Last week I threatened to write another blog, and unlike my threats to discipline my daughter, I’m actually going to follow through on this one. This week, I wanted to write about my most recent half marathon, which took place in Costa Rica about a month ago. In professional running, you can sometimes find a competition that turns into something more than a race. It becomes one of your life highlights – something you’ll eventually tell your kids about some day. These experiences are extremely important for runners that don’t make Olympic teams because without them, your running tale is pretty much: “I ran a lot when I was younger, was really skinny, and ignored personal hygiene occasionally.” These highlights come in many forms. They can either be a PR, a victory, or some other set of unforgettable circumstances. Everyone who runs knows what I’m talking about because everyone has had at least one of these experiences. It’s why we keep running.
This past month, I took part in one of those lifetime highlight races. The event was the Reto Powerade Half Marathon, and it took place in the capital of Costa Rica. I was initially approached to run this race because a friend, Jeff Egglestein, was invited but instead chose to run some race in Russia (World Marathon Champs). His gain turned out to be mine as well since I jumped immediately at the chance to race down south. My wife then threatened to leave me if I didn’t take her along so the table was set for a nice Burrell outing to Costa Rica.

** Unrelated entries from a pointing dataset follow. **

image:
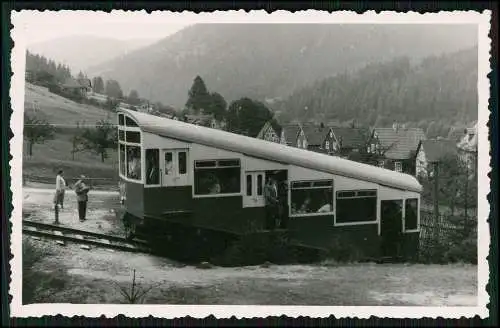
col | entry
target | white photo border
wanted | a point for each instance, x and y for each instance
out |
(482, 20)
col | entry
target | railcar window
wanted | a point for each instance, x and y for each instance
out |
(213, 178)
(356, 206)
(122, 160)
(411, 213)
(182, 162)
(205, 164)
(134, 137)
(259, 184)
(169, 163)
(134, 162)
(152, 166)
(311, 197)
(130, 122)
(249, 185)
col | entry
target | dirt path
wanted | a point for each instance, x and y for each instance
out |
(94, 276)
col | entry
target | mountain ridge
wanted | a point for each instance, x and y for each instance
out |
(270, 60)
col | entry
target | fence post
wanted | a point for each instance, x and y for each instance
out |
(436, 198)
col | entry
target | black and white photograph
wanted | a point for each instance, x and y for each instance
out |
(250, 164)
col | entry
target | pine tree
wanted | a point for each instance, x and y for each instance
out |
(198, 96)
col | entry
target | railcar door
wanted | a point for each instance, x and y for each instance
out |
(391, 216)
(254, 189)
(175, 167)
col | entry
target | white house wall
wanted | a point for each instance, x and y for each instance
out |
(150, 140)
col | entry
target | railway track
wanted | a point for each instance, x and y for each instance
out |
(66, 234)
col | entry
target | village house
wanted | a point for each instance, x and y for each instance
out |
(467, 147)
(290, 134)
(272, 131)
(75, 87)
(319, 138)
(347, 140)
(202, 119)
(396, 147)
(430, 152)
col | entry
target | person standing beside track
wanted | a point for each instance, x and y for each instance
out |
(82, 190)
(271, 198)
(60, 189)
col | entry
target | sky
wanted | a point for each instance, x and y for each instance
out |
(45, 26)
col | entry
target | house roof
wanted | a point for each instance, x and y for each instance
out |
(436, 149)
(71, 83)
(350, 137)
(85, 83)
(291, 132)
(272, 151)
(315, 134)
(269, 124)
(401, 143)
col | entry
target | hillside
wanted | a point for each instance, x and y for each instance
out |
(82, 51)
(270, 60)
(56, 154)
(440, 88)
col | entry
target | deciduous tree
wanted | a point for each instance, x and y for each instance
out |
(36, 131)
(100, 139)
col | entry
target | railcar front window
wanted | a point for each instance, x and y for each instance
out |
(249, 185)
(411, 214)
(182, 162)
(122, 160)
(169, 163)
(130, 122)
(356, 206)
(311, 197)
(217, 177)
(134, 162)
(152, 166)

I knew this race was different when I arrived at a pre-race press conference and was swarmed by folks in the media wanting an interview. You could tell immediately that the public was interested in the elite race. Now I’ve run in some huge races in the States with outstanding elite fields. Races with long histories and importance in the communities that hold them. Races with substantial buzz surrounding the event. This was different. The headline story of the Reto Powerade was on the potential winners of the race, whereas the headlines of U.S. races are centered on the event itself – the competitive race is a nice side story, but most participants and spectators aren’t really interested in who wins. I’m not saying one is better than the other, but as a professional runner, the “cheeseball” in me enjoyed being the story of the race. It was a ton of fun to live in the shoes of what I imagine a soccer or basketball player lives. Where people don’t just enjoy you being out there. They want you to win.
My initial impressions were confirmed during the race. Throughout the 13.1 miles, I was accompanied by cars, bikes, motorcycles, and a helicopter all with cameras filming each step. It was pretty amazing. The downside was of course was being constantly filmed while having Tourrette Syndrome (a disorder I have that is characterized by involuntary facial tics). When you have Tourettes, you eventually make some really strange looking faces and all of my great expressions were captured by Costa Rican media. I ended up winning the race in a modest time (which I’m not going to divulge), and spent the next hour taking pictures with other finishers of the race. Again, I can’t describe how fun it was to be treated like an actual athlete.
After the race, my wife and I spent another week in the country with the elite coordinator and took pictures like this.
It was definitely enough to keep me motivated to run for at least another year or so. And for any Costa Rican runners that are reading this: You guys are simply the best. I can’t wait to get back down there and run with you again. Puravida.